Question

Prove that the straight line $lx+my+n=0$ touches the parabola ${{y}^{2}}=4ax$ if $nl=a{{m}^{2}}$.

Answer 1

Hint: To prove the expression given in the question, write the general equation of the tangent to the parabola ${{y}^{2}}=4ax$ in the slope form. Compare the slope of this tangent with the equation of straight line given in the question. Simplify the terms to prove the expression given in the question.

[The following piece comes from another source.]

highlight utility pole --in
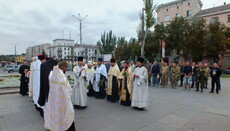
[14,44,17,63]
[141,8,145,57]
[72,13,88,44]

Complete step-by-step answer:
We have to prove that the straight line $lx+my+n=0$ touches the parabola ${{y}^{2}}=4ax$ if $nl=a{{m}^{2}}$.
We will first write the general equation of the tangent to the parabola ${{y}^{2}}=4ax$ in the slope form.
We know that the equation of the tangent to the parabola having slope ‘c’ is $y=cx+\dfrac{a}{c}$.
Rearranging the terms of the above equation, we have ${{c}^{2}}x-cy+a=0.....\left( 1 \right)$.
We know that the equation of straight line $lx+my+n=0.....\left( 2 \right)$ is tangent to the parabola.
We observe that equation (1) and (2) represent the same line.
Comparing the coefficients of ‘x’, ‘y’, and constant of both the equations, we have $l={{c}^{2}}.....\left( 3 \right)$, $m=-c.....\left( 4 \right)$ and $n=a.....\left( 5 \right)$.
Multiplying equation (3) and (5), we have $nl=a{{c}^{2}}.....\left( 6 \right)$.
Squaring equation (4), we have ${{m}^{2}}={{c}^{2}}.....\left( 7 \right)$.
Substituting the value of equation (7) in equation (6), we have $nl=a{{m}^{2}}$.
Hence, we have proved that the line $lx+my+n=0$ is tangent to the parabola ${{y}^{2}}=4ax$ if $nl=a{{m}^{2}}$.

Note: We can also solve this question by writing the general equation of tangent in the point slope form. Compare the equation of tangent with the equation of the line given in the question and eliminate the variables to prove the expression given in the question.